There is one school on Pensacola Beach. The Pensacola Beach Elementary School, within the Escambia County School District (ECSD), is for children from kindergarten through fifth grade. This school has an enrollment ranging from 120 to 140 students. All elementary-school age children on Pensacola Beach are eligible to attend the school. The first year the school was open, for the school year 1977–1978, classes were held in an empty A-frame house. The Pensacola Beach Volunteer Fire Department building was also used in aiding the teachers and administrators. In November 1977, four portable buildings were moved to the present site. They school has received the 5 Star School award since 1998. In 2001 the Pensacola Beach Elementary lost its direct district operational control and became a charter school. In September 2004 Hurricane Ivan destroyed an office and four classrooms. Jeff Castleberry, the principal, argued that ECSD would have closed the school if it had direct operational control. The costs to fix the damage at Pensacola Beach Elementary was $1.5 million. The campus is adjacent to the Gulf of Mexico and is built on stilt. The school has been described as one of several Escambia County charter schools that "exemplify charter schools at their finest".

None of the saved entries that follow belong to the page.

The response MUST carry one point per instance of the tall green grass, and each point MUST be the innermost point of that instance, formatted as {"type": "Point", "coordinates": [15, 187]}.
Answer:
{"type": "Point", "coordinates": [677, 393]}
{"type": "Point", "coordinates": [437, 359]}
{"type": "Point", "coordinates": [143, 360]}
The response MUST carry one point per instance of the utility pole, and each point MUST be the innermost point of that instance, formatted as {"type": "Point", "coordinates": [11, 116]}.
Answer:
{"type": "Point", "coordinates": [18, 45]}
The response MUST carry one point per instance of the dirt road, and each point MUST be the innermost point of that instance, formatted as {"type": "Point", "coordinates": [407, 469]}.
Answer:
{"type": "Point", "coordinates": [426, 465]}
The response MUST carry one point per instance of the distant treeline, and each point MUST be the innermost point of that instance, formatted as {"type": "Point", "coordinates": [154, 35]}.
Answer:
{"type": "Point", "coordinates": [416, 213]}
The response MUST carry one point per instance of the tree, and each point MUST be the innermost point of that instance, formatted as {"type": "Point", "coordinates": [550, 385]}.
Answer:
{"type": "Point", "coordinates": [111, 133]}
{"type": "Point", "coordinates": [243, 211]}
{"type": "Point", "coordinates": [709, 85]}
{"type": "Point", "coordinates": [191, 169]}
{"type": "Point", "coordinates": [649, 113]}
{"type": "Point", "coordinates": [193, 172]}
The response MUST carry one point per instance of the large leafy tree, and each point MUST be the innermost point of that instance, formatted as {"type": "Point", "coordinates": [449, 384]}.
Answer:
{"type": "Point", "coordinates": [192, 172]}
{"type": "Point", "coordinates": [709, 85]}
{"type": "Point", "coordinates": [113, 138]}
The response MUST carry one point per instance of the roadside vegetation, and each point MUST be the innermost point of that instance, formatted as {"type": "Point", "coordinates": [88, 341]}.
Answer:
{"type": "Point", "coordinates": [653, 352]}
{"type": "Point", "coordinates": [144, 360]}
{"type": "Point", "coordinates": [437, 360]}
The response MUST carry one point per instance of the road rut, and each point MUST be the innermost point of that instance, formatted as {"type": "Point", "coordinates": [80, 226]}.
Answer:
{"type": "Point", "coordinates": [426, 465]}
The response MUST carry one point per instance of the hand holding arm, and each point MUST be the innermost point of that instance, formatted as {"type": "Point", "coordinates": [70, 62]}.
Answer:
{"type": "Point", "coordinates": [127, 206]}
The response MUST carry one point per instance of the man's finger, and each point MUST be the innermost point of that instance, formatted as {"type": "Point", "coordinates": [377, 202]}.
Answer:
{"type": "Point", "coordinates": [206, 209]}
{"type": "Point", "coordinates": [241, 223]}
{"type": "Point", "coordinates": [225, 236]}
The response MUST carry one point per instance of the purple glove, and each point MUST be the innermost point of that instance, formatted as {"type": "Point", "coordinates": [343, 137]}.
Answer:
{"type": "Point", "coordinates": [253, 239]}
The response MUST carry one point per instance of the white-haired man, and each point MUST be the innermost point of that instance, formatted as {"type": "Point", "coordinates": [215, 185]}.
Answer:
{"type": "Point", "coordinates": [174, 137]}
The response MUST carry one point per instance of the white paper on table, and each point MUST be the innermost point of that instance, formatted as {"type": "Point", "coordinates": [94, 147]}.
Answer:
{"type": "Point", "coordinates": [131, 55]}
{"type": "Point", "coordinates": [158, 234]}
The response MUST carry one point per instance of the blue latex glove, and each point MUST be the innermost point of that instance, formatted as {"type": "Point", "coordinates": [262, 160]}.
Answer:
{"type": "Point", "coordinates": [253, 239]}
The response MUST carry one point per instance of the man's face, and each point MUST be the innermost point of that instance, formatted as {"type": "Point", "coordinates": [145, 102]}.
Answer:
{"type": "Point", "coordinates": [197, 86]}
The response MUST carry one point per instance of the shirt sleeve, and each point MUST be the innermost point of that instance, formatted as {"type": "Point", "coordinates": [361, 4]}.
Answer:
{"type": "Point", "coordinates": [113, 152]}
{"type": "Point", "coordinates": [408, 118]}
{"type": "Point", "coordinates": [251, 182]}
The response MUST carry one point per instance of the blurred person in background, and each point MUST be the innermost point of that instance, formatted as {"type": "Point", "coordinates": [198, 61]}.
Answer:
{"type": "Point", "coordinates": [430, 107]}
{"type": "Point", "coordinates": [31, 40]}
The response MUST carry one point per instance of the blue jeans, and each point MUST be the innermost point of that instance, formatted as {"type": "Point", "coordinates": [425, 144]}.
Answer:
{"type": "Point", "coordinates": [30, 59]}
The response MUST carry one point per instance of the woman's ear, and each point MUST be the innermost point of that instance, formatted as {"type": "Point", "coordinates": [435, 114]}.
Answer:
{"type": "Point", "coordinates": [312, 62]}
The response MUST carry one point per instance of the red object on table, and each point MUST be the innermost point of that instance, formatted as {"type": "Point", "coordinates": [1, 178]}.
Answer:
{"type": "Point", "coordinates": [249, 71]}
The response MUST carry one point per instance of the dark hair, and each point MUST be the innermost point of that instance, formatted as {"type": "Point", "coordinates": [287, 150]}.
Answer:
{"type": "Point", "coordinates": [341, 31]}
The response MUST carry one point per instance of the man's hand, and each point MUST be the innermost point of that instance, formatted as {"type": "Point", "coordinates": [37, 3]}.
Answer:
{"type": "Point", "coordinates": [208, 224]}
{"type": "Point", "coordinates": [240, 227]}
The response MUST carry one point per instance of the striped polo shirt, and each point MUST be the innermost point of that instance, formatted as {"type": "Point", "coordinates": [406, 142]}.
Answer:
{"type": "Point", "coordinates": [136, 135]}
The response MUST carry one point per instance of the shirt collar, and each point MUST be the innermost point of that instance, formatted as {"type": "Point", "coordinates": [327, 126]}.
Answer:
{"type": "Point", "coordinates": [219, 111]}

Pensacola Beach is zoned for (assigned to) a different ECSD elementary school, Suter Elementary School, as well as Workman Middle School, and Pensacola High School. However, most middle- and high-school students in Pensacola Beach attend Gulf Breeze Middle School and Gulf Breeze High School, operated by Santa Rosa County School District. In addition, some attend Pensacola-area magnet schools.

==Religion==
There are only two traditional churches on the island of Pensacola Beach. It is under the laws and guidelines of the Santa Rosa Island Authority that these be the only churches on the island. However, since around 2011, at least two other area churches have held satellite church meetings and openly worshipped on the water's edge on Sunday mornings.